The box contains a ring-bound manual and the media. Setting aside the media for an hour I pulled up a cup of coffee and sat back to read the manual. Four sentences into page 1 I came across the line “Depending on your needs, you may never need to read as much as 90% of this manual.” It then describes what the chapters are, to help you find the 10% that you should read. It starts in chapter 1 by describing e-mail in the abstract, introducing the concepts and jargon an e-mail user should be familiar with. This chapter would make a good 10% for every single user of an e-mail system and I wish some of my users knew half this much! It also has the quite remarkable property of acknowledging the existence of alternative MTAs ( sendmail ) and of MUAs that don't interoperate with Post.Office ( pine ).

Chapter 2 describes the architecture of Post.Office itself and gives a description of its features. This is definitely part of the 90% unless you are the e-mail administrator. Chapter 3 covers installation, transition from your old e-mail system to this new one and even deinstallation if you don't like it. The installation guide covers the necessary network work and concepts as well as the work on the machine itself. Chapters 4, 5 and 6 cover the routine management of Post.Office by the administrator. Chapter 7 covers the assorted automatic mail-handling programs that can be set up (mainly for auto-reply) and chapter 8 covers security.

Deciding I was a “100% administrator” rather than a snivelling “10% user”, I read the manual cover to cover. It is well written and contains everything you might reasonably want to know about Post.Office.


My copy came on two floppies in an envelope sealed with one of those agreements that is quite possibly invalid in this country, saying that breaking the seal means you accept the licence (pet peeve number three). So I sliced open the top of the envelope, leaving the seal intact, and removed the floppies. The data on these disks had to be untarred, glued together, uncompressed and untarred again. This gave a standard Solaris 2 package which pkgadd installed without a hiccough. The installation asked what userid is to be dedicated to Post.Office and some more guidance on setting up this pseudo-user would have been useful. I chose the suggested id “mta”, but had to decide myself details like the shell and home directory. I'd like to think they were irrelevant, but with an eye on security, I set the home directory to be /tmp and the shell to be /bin/false . The installation also offered to create Post.Office mail accounts corresponding to each of the UNIX users.

The installation revealed the only bug I found in the system. The file sendmail in /usr/bin is backed up to sendmail.bak and replaced with a symbolic link to the Post.Office binary. The start up scripts for Post.Office are placed in /etc/init.d with the correct links set up from the rc?.d directories. However, the sendmail start up scripts are not removed.

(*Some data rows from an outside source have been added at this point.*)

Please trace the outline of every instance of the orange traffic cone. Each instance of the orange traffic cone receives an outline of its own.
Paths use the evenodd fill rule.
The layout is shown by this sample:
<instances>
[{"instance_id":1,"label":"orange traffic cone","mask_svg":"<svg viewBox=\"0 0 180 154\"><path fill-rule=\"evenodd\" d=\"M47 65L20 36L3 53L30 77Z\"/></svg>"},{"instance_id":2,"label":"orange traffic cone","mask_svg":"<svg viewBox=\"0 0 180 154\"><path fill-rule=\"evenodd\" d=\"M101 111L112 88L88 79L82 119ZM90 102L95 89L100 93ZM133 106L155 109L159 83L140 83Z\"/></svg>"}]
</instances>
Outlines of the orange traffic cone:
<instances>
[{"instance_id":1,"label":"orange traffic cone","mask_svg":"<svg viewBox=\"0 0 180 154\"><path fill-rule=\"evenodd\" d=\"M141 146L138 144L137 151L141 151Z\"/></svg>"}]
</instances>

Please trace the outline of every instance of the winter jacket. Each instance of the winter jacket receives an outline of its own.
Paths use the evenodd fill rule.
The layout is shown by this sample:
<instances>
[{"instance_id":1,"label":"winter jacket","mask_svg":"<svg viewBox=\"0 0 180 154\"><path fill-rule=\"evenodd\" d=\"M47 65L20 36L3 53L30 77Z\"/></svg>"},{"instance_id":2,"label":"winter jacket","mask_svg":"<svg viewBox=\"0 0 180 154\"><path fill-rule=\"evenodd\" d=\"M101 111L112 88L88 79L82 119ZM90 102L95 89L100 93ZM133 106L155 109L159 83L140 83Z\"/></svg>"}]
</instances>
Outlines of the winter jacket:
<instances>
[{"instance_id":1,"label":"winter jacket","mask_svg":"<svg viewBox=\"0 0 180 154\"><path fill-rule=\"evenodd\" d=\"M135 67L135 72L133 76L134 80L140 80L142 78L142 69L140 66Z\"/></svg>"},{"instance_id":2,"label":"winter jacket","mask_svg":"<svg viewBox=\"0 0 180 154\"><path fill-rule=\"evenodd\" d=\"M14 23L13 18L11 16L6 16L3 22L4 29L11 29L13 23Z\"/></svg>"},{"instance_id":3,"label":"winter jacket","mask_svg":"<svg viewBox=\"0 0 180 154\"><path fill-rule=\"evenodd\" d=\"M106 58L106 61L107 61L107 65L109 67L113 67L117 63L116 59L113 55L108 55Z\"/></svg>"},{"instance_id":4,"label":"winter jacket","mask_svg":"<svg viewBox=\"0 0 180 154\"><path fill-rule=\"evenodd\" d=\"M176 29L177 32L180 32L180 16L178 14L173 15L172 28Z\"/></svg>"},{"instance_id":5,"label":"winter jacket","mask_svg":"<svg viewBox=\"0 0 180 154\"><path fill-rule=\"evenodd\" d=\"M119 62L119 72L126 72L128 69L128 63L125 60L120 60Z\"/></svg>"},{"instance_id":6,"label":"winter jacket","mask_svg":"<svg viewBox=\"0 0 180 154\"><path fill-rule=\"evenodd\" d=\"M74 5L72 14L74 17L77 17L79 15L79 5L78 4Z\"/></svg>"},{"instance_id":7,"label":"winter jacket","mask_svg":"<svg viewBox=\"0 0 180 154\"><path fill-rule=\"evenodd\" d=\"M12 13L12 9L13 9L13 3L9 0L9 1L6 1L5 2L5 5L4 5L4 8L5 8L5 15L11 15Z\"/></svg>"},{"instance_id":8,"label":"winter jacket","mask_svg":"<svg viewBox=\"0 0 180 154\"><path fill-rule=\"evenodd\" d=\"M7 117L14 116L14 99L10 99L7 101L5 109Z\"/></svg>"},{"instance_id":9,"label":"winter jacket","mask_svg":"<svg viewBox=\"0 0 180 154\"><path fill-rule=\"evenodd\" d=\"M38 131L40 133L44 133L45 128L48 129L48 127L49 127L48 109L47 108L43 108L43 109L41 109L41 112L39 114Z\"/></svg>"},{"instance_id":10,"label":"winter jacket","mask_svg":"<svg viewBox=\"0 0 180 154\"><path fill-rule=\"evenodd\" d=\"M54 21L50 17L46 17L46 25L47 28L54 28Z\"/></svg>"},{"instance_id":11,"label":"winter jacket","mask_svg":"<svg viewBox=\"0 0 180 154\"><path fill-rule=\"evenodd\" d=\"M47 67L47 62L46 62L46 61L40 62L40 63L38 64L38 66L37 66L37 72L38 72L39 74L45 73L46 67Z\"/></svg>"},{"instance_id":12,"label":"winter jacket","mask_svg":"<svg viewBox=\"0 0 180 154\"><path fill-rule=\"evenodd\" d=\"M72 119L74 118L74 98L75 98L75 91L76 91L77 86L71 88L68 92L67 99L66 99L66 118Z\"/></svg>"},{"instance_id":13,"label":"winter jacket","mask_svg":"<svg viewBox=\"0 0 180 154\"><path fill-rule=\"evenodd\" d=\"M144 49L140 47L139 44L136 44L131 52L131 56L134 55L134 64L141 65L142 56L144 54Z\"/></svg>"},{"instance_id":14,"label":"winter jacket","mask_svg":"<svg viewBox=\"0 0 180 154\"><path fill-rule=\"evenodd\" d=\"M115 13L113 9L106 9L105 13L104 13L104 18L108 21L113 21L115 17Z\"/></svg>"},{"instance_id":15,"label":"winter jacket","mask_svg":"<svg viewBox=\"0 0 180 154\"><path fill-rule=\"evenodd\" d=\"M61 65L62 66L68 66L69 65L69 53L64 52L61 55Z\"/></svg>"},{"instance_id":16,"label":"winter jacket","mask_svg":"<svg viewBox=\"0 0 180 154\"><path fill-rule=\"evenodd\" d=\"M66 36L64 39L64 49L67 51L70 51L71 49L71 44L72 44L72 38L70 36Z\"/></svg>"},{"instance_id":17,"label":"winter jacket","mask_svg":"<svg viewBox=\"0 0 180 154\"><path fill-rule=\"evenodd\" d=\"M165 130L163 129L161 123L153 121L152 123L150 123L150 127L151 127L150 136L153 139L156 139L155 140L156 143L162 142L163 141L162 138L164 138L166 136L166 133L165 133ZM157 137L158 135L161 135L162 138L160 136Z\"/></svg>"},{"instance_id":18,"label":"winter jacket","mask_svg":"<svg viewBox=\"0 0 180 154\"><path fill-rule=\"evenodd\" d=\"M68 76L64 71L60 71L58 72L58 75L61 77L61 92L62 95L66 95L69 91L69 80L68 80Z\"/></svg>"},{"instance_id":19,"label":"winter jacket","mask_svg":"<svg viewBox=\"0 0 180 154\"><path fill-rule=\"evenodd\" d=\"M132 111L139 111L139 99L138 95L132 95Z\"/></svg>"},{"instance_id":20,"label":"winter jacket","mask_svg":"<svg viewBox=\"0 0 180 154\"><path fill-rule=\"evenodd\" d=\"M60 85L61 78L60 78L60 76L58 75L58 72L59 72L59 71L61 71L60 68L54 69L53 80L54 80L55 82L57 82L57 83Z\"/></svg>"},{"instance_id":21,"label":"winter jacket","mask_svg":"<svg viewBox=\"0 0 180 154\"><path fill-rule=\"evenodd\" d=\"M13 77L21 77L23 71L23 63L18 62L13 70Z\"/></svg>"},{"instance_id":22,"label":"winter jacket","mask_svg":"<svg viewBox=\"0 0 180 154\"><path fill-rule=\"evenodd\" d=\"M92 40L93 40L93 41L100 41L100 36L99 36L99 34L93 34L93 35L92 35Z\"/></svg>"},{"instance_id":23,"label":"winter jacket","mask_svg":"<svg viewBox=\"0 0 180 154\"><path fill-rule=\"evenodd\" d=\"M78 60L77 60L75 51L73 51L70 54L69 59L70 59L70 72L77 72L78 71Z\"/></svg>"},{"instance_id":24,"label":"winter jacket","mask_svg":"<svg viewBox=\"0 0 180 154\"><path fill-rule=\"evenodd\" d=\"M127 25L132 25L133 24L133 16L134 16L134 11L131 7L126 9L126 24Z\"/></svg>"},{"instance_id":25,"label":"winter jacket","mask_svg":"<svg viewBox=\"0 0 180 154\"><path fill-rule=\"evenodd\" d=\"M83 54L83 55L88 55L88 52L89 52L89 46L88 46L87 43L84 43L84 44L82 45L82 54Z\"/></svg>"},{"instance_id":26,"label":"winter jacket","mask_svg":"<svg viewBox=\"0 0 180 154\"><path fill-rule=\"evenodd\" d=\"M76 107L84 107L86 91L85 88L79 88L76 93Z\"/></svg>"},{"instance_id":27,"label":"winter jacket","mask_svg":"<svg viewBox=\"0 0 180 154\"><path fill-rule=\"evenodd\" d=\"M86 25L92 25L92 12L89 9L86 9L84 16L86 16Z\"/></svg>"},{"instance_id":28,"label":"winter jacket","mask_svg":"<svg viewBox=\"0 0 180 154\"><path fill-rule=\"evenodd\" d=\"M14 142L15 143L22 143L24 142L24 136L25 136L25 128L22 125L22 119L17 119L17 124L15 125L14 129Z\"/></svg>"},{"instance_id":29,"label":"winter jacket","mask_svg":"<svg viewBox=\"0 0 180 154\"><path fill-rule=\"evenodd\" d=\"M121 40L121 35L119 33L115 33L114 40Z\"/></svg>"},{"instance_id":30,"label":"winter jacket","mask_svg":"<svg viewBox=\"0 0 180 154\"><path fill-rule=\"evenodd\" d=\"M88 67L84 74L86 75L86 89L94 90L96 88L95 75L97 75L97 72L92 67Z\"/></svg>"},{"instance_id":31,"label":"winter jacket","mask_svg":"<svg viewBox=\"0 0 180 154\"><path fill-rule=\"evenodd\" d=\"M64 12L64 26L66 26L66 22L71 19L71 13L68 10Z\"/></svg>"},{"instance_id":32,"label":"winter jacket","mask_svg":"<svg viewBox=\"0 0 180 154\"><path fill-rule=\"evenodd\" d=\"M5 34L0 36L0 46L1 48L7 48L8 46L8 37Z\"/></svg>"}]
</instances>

These test for the existence of /usr/lib/sendmail and, by resolving the link, find a file so they try to start it with sendmail arguments. Meanwhile, when Post.Office tries to start up, it finds a mail system already running. I suggest clearing out sendmail and its start up scripts prior to installing Post.Office. After this modification, the installation works fine.


It's a decent product. I would consider it quite suitable for small and medium sized companies where creation of user accounts is done on individual request to the admin. It has been carefully designed to avoid as hard a learning curve as comes with sendmail and the company system administrator should have no problem running it. The manual has been well designed and integrated into the product and contains enough information on e-mail, beyond the installation and use of Post.Office, to be all that the system administrator needs to run the product.

Bob Dowling has just finished eight months hard labour as a postmaster and mail system administrator. He has now joyfully returned to his original job as UNIX system troubleshooter in the University of Cambridge's Computing Service.